Menurut penelitian Nurlaelah (2014) ada hubungan antara status bekerja dengan kunjungan antenatal care sebesar 0,317 artinya seseorang yang tidak bekerja memiliki waktu lebih banyak melakukan kunjungan antenatal care dengan optimal.

2.2.2 Faktor Pendukung (Enabling Factor)

Faktor pendukung yang terwujud dalam lingkungan fisik, keterjangkauan fasilitas, tersedia atau tidak tersedianya fasilitas-fasilitas atau sarana-sarana kesehatan, misalnya puskesmas, obat-obatan, dan sebagainya.

2.2.3 Faktor Pendorong (Reinforcing Factor)

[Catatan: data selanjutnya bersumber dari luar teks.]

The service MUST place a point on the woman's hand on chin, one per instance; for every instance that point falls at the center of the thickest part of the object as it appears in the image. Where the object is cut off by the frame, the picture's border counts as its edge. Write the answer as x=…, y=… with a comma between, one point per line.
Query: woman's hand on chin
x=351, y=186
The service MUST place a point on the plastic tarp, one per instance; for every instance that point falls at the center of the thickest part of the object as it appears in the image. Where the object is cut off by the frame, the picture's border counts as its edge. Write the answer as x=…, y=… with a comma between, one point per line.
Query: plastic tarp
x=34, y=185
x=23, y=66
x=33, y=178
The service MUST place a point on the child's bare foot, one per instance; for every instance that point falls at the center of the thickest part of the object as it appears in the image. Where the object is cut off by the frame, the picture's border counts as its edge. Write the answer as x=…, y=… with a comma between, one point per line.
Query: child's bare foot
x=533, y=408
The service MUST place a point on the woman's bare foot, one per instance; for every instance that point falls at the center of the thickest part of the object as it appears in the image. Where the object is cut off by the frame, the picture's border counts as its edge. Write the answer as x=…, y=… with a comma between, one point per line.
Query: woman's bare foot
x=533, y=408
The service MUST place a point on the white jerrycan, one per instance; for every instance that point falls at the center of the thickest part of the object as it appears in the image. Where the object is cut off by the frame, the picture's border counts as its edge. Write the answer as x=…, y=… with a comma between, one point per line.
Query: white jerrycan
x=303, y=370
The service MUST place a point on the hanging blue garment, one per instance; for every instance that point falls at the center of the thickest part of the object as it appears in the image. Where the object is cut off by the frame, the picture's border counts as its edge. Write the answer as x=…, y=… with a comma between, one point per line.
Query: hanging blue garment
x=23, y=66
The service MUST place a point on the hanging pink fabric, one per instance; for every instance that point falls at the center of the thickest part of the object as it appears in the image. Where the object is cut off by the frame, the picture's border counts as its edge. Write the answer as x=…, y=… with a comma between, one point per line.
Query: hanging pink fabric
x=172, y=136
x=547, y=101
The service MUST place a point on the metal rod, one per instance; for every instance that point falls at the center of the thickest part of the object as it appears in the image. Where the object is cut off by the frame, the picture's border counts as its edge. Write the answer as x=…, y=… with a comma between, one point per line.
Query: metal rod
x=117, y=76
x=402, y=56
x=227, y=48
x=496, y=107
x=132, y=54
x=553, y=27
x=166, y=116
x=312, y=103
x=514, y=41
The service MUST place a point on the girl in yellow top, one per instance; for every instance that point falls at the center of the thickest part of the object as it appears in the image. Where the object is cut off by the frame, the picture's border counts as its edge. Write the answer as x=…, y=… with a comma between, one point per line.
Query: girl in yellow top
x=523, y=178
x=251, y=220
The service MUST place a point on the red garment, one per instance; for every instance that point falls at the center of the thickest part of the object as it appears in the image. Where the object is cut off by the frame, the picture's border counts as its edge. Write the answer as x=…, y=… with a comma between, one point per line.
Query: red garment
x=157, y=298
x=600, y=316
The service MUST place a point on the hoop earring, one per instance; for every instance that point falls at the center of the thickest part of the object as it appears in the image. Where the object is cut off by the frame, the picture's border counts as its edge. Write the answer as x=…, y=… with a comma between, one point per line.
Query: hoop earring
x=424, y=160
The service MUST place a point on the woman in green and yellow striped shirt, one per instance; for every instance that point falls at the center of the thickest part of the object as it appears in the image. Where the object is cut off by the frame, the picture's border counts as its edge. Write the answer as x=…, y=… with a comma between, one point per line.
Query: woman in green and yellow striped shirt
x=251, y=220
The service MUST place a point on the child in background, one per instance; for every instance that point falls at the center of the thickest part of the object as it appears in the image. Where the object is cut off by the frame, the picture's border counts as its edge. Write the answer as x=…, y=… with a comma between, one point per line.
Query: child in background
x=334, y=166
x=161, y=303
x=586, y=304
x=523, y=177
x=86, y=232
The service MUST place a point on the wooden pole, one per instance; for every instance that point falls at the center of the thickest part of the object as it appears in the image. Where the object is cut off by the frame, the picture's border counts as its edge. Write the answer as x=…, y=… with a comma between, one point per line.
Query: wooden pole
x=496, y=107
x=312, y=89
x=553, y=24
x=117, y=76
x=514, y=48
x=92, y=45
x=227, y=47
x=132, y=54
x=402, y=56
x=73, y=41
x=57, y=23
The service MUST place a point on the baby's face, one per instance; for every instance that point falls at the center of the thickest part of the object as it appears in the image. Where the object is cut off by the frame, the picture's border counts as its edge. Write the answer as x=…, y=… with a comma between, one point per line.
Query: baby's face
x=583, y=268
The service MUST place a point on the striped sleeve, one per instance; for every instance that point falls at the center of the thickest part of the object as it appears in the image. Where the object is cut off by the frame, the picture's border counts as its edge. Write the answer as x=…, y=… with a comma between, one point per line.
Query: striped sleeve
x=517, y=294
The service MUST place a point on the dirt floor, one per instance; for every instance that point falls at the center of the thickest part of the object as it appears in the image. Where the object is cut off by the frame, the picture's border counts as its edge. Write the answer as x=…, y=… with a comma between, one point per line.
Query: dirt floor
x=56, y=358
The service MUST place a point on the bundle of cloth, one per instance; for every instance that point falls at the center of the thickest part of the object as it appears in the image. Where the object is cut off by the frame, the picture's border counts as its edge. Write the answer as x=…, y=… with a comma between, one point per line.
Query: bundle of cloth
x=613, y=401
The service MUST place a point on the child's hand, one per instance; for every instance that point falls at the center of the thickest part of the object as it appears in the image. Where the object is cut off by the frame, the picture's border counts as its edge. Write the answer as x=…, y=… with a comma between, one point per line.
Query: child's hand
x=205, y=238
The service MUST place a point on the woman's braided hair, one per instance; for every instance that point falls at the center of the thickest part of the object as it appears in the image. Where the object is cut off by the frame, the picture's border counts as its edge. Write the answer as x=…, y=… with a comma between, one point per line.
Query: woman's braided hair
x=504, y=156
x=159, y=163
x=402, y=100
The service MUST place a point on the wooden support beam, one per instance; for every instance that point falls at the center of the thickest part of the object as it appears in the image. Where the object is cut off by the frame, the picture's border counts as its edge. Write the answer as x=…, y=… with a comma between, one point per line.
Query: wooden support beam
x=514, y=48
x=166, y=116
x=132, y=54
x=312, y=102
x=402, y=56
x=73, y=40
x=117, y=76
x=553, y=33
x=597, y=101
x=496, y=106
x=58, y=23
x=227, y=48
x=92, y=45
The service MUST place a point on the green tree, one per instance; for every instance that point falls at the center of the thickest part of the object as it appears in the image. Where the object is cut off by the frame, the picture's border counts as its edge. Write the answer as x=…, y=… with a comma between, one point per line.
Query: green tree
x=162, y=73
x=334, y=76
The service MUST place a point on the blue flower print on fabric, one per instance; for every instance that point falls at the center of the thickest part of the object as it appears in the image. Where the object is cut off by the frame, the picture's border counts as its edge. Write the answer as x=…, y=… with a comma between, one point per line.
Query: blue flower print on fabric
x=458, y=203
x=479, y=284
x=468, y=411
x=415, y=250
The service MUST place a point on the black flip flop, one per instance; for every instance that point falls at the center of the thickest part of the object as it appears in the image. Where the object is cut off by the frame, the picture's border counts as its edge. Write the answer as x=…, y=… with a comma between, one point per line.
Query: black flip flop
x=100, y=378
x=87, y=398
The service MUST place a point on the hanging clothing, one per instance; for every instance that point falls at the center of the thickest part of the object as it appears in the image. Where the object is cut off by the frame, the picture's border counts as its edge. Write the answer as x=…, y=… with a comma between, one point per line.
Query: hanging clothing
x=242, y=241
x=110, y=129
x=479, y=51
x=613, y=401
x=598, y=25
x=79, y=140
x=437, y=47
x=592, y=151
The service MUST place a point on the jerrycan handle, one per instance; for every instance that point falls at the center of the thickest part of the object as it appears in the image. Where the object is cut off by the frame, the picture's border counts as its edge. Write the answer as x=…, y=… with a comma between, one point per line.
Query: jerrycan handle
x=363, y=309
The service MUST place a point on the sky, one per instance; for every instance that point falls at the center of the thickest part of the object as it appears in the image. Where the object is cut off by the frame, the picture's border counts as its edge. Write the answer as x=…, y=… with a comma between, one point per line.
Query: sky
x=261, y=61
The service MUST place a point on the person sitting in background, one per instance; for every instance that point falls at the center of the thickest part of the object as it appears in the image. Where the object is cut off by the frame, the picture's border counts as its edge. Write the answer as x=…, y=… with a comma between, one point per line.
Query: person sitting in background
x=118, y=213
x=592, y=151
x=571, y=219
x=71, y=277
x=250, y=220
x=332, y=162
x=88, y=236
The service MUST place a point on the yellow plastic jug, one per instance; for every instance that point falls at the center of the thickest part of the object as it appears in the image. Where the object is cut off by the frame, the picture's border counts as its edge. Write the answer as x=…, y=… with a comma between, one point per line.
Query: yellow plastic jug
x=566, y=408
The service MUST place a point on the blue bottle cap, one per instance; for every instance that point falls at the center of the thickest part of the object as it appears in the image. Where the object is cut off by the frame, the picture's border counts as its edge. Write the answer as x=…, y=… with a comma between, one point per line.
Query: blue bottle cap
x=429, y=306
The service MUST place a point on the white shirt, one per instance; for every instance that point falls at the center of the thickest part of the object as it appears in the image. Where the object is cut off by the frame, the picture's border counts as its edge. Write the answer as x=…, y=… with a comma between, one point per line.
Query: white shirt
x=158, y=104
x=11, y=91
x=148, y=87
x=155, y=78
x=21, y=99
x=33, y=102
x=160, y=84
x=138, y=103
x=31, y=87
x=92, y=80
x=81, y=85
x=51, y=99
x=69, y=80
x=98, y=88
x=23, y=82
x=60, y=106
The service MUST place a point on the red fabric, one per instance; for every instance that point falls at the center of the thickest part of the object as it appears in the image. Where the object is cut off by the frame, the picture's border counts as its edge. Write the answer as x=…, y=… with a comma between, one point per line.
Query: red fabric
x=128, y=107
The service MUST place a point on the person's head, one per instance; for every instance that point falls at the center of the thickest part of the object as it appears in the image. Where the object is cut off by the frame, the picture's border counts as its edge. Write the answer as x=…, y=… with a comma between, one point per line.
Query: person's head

Faktor pendorong yang terwujud dalam perilaku masyarakat dan partisipasi masyarakat, dan sebagainya. Menurut Istiarti, 2000 (dalam Padila, 2014) faktor yang memperkuat perubahan perilaku seseorang dikarenakan adanya sikap dan perilaku yang lain seperti sikap suami, orang tua, tokoh masyarakat atau petugas kesehatan.

Sikap suami yang positif dapat diwujudkan dengan memberikan dukungan kepada ibu hamil untuk meningkatkan kesehatannya dengan teratur melakukan kunjungan antenatal care.